Закончив осмотр, он посмотрел мне в глаза, несколько раз повернул туда-сюда мою голову и снова уселся на стул для посетителей.

— Вам бы лучше задержаться здесь еще на денек, мисс Варшавски, — мягко сказал он.

— Не хочу! — Я была на грани истерики.

— Вы ведь одна живете? Сейчас вы даже не сможете себя обслуживать. Насколько я вижу, ничего страшного у вас нет, всего лишь побочные явления сотрясения мозга. В среду утром в пункте оказания первой помощи вам сделали сканирование мозга: ничего особенного. Просто вы быстрее поправитесь, если позволите нам поухаживать за вами еще денек.

— Терпеть не могу, когда за мной ухаживают.

Образ Тони, который под конец жизни даже не мог сам дышать, стоял у меня перед глазами. Больше всего я боялась стать такой же беспомощной, как он. Я услышала вдруг его свистящее дыхание и совершенно неожиданно разрыдалась.

Доктор Хомерин терпеливо ждал, пока я успокоюсь. Потом спросил, что именно меня тревожит, не хочу ли я с ним поделиться. Но воспоминания об умирающих родителях слишком мучительны, чтобы говорить о них с незнакомым человеком. Вместо этого я пробормотала:

— Вы считаете, Лотти права? Мне и в самом деле грозит паркинсонизм?
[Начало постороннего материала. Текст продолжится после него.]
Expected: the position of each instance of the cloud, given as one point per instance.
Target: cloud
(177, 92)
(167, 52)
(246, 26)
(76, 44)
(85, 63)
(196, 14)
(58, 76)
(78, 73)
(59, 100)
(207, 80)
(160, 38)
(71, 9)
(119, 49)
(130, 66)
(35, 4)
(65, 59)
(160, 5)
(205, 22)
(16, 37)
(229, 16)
Он едва заметно улыбнулся.

— Она просто тревожится за вас. Поэтому и меня сюда притащила; специально добилась согласия персонала. Я, конечно, не пророк, но три травмы за семь лет, это, пожалуй, более чем достаточно для одного человека. С другой стороны, боксеры травмируются чаще, и ничего. А сейчас постарайтесь успокоиться. И обязательно дайте мне знать, если появятся какие-нибудь необычные симптомы.

Он достал из бумажника визитную карточку и протянул мне: Мец Хомерин, невропатолог; и два адреса — в Мичигане и в Эджуотере.

— Какие симптомы вы имеете в виду? — спросила я.

— Разные: ослабление зрения, проблемы с памятью, дрожь в пальцах рук или ног. Но вы, пожалуйста, не сосредоточивайтесь на этом. Честно говоря, я буду крайне удивлен, если у вас появится хоть один из этих симптомов. Сосредоточьтесь лучше на том, чтобы поправиться. И обязательно позвоните, если вам что-нибудь понадобится. Даже если захотите просто поговорить. О чем угодно.

Он произнес это так мягко, что я опять не смогла удержаться от слез.

— Моя тетушка… Вы не знаете, что с ней?

— Тетушка?.. А, вы имеете в виду ту женщину, которую вы спасли? У нее, кажется, тоже была травма головы, так? Она здесь?

Этого я не знала. Он пообещал выяснить все об Элине и представить мне подробный отчет о ее состоянии.

Сначала я собиралась одеться и уйти сразу же после него. Но недавний приступ слез настолько ослабил меня, что я задремала, кажется, еще прежде, чем доктор Хомерин исчез за шторой.